The “megawatt mindset” of most utilities also remains a major challenge to building a zero carbon Internet. Fortunately there are now companies that building windmills and run of the rivers turbines specifically for the Internet and ICT industry that will work independent of the electrical grid, even in urban settings. Windmills designed for the utility industry tend to be monstrous devices in order to get economies of scale and cause all sorts of nimby responses. But most data centers and Internet network nodes need far smaller devices that can be mounted on roofs. Since they are not part of the electrical grid, there are no transmission lines and the customer is assured of clean, renewable electricity at a long term guaranteed price.
A good example is Ecotricity in the UK which builds and operates wind turbines on partner sites such as data centers, factories and other facilities. Ecotricity takes on all the capital costs of the project, including the turbine itself. The partner agrees to purchase the electricity from the turbine and in return receive they received their own dedicated supply of green energy at significantly reduced rates. There is no finical risk to the data center or Internet node.
A number of companies are also building specialized wind turbines for computer and telecommunication nodes that are much smaller scale in scale than the massive wind turbines used by the utilities. Ericsson for example is deploying cellular radio towers that are solely power by the wind.
Vertical axis wind turbines originally developed at the National Research Council in Canada are also very popular. There is no rotating blades the units are extremely compact and yet can operate in all sorts of wind conditions beyond the range of normal wind turbines
There is also tethered air rotor systems which provide more sustained power because they operate at higher altitudes
Of course moving to a less reliable energy supply imposes new challenges on the Internet architecture and routing. In the past re-booting routers or route flaps were seen as a bad thing. Manufacturers went to considerable trouble to make “carrier-class” routers and equipment that never needed re-booting. But with intermittent availability of energy at every computing and routing node we have to re-visit many of the architectural principles of the Internet in terms of topology, routing protocols, and reliability.
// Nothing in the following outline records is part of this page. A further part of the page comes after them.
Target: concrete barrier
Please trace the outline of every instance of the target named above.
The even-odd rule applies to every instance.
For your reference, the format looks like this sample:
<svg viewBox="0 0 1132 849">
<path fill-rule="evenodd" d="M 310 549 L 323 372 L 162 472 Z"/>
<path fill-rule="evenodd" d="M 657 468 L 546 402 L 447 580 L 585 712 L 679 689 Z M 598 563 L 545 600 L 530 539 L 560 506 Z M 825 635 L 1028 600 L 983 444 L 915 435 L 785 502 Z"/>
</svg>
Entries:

We need new research into such concepts as least cost Co2 path routing where the best route may not necessarily be the shortest route in terms of latency etc. New distributed caching architectures to minimize CO2 emissions such that large databases and computers can be located at distant renewable energy sites will also be required but yet do not impact latency. New network routing topologies with off-center routing and switching will be required as today most routers and switches are located at the intersection of multiple routing paths. Finally new ideas and architectures will be required as we look to integrate low CO2 optical networks with energy hungry routers.